Believe it or not, but there was a time when there were no Asics or Nike women’s volleyball shoes, or even volleyball uniforms for sale anywhere, let alone online!
To fully understand and appreciate how much the game has changed and how much work went into making it successful, you need to look to the very origin of volleyball and study when and why the changes were made.
Just over 100 years ago, in 1895, William G. Morgan developed the first game of volleyball. At the time, Morgan nicknamed the game “Mintonette”. “Mintonette” was created for businessmen as a game that involved less physical contact at the YMCA chapter where he worked in Holyoke, Massachusetts. Morgan borrowed aspects from various games to create his own game. The first aspect was tennis, borrowing the net. However, instead of the standard net, he raised it to 6 feet 6 inches tall, so he was just above the heads of average men. Other sports he borrowed include basketball, baseball, and handball. During one of the sport’s demonstration games, one of the spectators commented that the game was more about volleying, and the name of the game was changed to Volleyball.

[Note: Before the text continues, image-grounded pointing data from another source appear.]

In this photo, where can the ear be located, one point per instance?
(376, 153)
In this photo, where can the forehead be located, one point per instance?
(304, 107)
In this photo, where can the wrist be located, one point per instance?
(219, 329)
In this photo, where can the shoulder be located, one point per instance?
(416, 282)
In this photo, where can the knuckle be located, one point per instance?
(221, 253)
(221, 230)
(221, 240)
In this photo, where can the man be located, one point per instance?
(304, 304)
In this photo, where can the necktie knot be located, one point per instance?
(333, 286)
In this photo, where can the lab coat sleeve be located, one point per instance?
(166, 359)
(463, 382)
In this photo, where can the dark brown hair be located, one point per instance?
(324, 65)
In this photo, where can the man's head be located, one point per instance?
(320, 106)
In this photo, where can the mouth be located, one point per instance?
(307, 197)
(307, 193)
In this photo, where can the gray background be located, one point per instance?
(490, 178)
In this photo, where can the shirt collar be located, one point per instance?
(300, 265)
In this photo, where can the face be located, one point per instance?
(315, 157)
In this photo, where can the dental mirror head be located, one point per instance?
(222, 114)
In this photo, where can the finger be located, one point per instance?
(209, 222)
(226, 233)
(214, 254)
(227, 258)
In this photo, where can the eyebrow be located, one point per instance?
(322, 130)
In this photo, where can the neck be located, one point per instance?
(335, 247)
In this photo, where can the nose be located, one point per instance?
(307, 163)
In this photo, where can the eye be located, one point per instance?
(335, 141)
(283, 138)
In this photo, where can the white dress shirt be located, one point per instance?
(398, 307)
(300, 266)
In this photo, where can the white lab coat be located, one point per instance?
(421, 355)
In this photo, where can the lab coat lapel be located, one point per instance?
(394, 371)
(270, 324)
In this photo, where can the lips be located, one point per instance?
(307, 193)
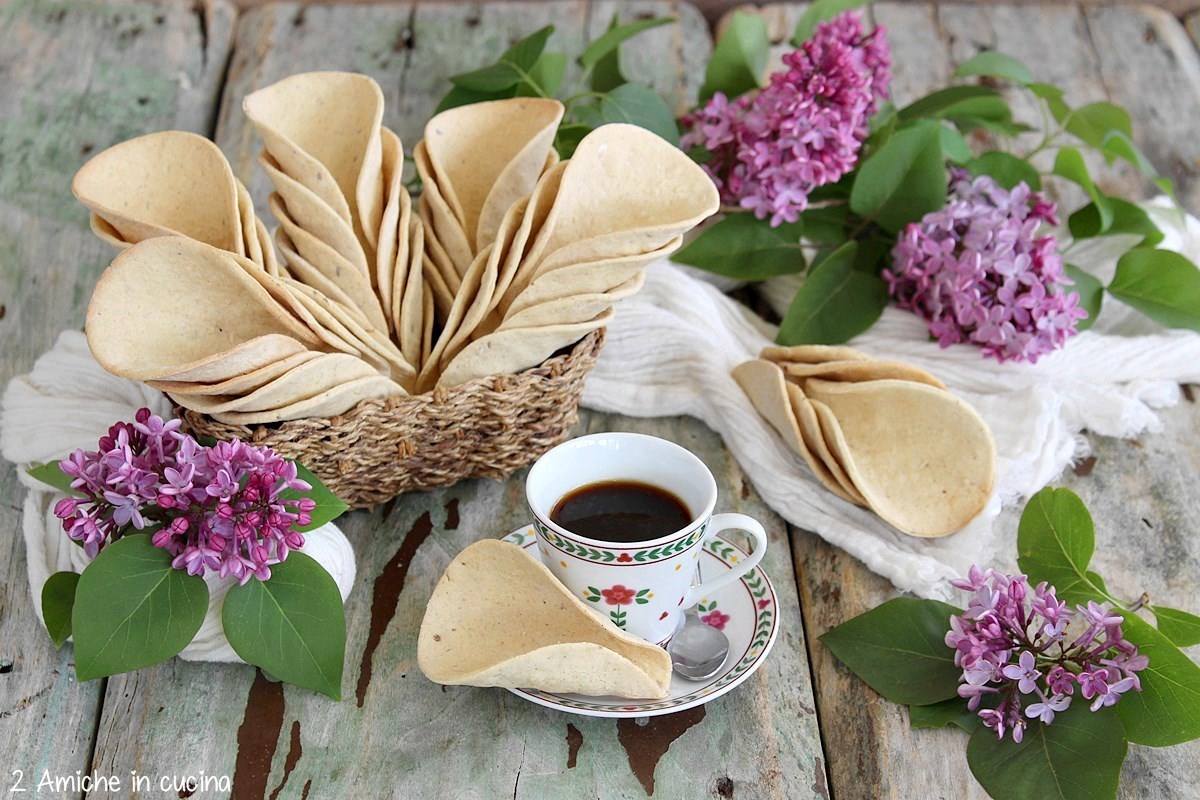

That was just the beginning.
In 1896, the first official volleyball game was played at Springfield College. This game marked the first real takeoff for the sport, and led to more games being played at a variety of different universities. By the early 1900s, volleyball had taken off enough to design a special ball just for the game. Another feat also accomplished in 1900 was that the YMCA brought the sport from America to Canada, the Orient, and the southern hemisphere. Five years later, Volleyball also spread to Cuba. This diffusion was what meant the beginning of the Volleyball era. Unlike most sports, volleyball moved internationally in its early days, allowing the game to evolve to meet the needs of players around the world.
In 1907, volleyball received its first recognition as one of the most popular sports at the Playground of America convention. This was the first recognition the sport received and helped increase its popularity. Over the next ten years, the YMCA continued to promote the sport in Brazil, Puerto Rico, and Uruguay. In 1913, the first official Volleyball competition was held at the Far Eastern Games.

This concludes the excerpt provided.